From the lake it was just a short hike down to the parking lot.  However, it was quite a different scene going down from the lake than it was going up.  There were throngs of people wearing work out clothes, swimsuits, and shorts and t-shirts heading up to the lake for picnics and just to hang out.  We were very glad at this point we had gotten to the parking lot early, since once the lot is full there is no where to park. After navigating our way around the ascending horde we were back at our car and very happy with our accomplishment and experience.  Cheers!

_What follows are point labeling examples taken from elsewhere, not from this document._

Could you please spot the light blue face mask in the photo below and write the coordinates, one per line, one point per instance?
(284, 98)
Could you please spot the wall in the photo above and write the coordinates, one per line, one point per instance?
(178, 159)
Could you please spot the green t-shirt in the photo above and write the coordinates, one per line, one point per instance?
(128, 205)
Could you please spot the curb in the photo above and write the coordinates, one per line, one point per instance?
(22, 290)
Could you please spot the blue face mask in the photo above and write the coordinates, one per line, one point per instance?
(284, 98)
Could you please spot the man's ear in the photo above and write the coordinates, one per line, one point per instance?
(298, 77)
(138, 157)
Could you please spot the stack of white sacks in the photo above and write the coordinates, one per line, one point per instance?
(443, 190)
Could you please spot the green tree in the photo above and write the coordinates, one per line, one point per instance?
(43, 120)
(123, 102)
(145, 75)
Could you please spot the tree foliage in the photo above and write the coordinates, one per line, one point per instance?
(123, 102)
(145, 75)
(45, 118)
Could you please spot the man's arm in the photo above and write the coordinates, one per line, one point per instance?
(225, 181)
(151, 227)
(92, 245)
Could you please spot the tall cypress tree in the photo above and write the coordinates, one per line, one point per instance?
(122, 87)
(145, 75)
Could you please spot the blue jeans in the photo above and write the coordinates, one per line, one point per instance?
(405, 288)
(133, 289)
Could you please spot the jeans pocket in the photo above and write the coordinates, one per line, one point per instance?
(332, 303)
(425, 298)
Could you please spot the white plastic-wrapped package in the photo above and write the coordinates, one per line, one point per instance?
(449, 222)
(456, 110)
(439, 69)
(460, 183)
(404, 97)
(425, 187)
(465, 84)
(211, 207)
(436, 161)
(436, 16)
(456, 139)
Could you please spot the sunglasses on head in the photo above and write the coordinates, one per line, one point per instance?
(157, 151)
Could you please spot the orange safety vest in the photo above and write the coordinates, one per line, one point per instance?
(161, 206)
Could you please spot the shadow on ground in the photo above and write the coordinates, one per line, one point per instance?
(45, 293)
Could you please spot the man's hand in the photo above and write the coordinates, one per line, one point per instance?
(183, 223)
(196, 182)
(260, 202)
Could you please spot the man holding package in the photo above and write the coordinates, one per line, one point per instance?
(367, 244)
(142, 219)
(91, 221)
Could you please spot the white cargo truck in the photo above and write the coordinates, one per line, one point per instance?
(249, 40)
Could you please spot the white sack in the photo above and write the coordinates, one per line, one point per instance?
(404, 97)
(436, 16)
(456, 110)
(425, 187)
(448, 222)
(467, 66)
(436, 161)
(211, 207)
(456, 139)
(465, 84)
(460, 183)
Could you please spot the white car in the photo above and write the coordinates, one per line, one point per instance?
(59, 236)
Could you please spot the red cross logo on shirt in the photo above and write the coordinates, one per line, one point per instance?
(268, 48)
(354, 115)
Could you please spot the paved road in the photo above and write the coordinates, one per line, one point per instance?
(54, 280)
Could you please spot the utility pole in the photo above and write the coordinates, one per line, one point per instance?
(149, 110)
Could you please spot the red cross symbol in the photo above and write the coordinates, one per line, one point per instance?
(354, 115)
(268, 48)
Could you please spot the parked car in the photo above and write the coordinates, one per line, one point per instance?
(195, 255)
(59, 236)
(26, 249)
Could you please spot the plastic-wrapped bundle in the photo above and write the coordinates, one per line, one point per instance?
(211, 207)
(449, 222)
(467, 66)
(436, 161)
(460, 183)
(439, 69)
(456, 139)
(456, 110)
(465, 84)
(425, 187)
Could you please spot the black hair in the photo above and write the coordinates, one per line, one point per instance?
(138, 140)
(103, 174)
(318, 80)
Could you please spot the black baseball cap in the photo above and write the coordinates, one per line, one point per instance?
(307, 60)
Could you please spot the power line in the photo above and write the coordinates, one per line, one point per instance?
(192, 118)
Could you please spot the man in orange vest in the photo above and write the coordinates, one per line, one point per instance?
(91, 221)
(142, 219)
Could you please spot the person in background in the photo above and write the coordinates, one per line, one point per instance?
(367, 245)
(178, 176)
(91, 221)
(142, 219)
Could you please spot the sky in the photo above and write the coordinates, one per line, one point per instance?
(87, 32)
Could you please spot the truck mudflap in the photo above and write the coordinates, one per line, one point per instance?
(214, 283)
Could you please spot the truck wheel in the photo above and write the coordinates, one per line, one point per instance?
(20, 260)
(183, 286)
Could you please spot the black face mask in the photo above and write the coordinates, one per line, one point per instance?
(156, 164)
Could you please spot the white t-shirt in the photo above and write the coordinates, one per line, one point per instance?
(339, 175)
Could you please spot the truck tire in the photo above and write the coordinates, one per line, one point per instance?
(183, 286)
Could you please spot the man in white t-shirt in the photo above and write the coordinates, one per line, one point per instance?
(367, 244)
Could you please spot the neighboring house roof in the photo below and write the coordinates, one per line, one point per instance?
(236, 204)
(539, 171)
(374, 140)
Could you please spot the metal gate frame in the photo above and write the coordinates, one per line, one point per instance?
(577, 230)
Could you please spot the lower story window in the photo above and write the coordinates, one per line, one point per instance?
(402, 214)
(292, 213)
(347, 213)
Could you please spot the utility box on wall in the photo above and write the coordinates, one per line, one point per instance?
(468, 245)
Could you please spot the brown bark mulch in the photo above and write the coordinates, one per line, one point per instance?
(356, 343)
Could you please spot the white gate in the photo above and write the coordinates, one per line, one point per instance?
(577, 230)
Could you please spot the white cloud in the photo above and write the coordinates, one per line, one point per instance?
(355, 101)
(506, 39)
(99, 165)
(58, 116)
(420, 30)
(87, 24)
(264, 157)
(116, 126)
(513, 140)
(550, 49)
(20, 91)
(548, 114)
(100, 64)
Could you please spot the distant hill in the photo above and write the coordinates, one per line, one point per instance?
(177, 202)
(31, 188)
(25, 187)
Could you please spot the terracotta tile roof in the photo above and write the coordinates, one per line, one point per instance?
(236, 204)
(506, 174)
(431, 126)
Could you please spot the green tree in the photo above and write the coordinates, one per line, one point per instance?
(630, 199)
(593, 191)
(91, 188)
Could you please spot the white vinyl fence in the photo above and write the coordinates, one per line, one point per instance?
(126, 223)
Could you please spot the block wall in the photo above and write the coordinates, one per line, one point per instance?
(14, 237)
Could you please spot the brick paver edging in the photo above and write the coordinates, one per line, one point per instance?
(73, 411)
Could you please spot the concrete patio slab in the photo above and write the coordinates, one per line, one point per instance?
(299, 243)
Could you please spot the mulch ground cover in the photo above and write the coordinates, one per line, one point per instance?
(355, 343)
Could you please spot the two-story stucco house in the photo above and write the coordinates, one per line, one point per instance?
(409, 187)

7 thoughts on “James Peak via St. Mary’s Glacier Trailhead: 13,312 ft

  1. What a day trip! I want go bad. Oh, but I am only 172feet above sea level in louisiana. I quess I am screwed while other adventurous explorers like yourself thrive and live! Lets see ,maybe I,ll go thru the drive thru at McDonald’s and call it an adventure. Sad but true!! Like was said in the movie” The Shawshank Redemption”, “you got to get busy living or get busy dying! ” and guys ,you are so living!!

  2. Thanks so much for this post – I’ve been to St. Mary’s Glacier before, but never gone further than the top of the glacier. So, this now an aspiration…I think my hiking companions would love an 8-mile hike up a 13er as we prepare to hike a 14er this summer!

    1. Thanks! We had a blast, and it was a really great training hike with some nice views for the effort. We too have plans for a 14er or two before the summer ends. Happy travels 🙂

  3. Thanks for posting! Did the hike with my wife in June. What a great time. Barley made it up there but glad we did. Had hail, sleet, thunder & lightning on the way down. Can’t wait to do it again or try out some 14’ers this next summer. Till then to slopes in Winter Park we got to see from the peak. Keep climbing & thanks for the great review!

    1. Thanks! We really enjoyed it. We lucked out with some nice weather. You guys should try out Gray’s Peak. The views were breathtaking! We too will be heading to Winter Park slopes soon to try out some new skis! Take care and happy hiking and skiing.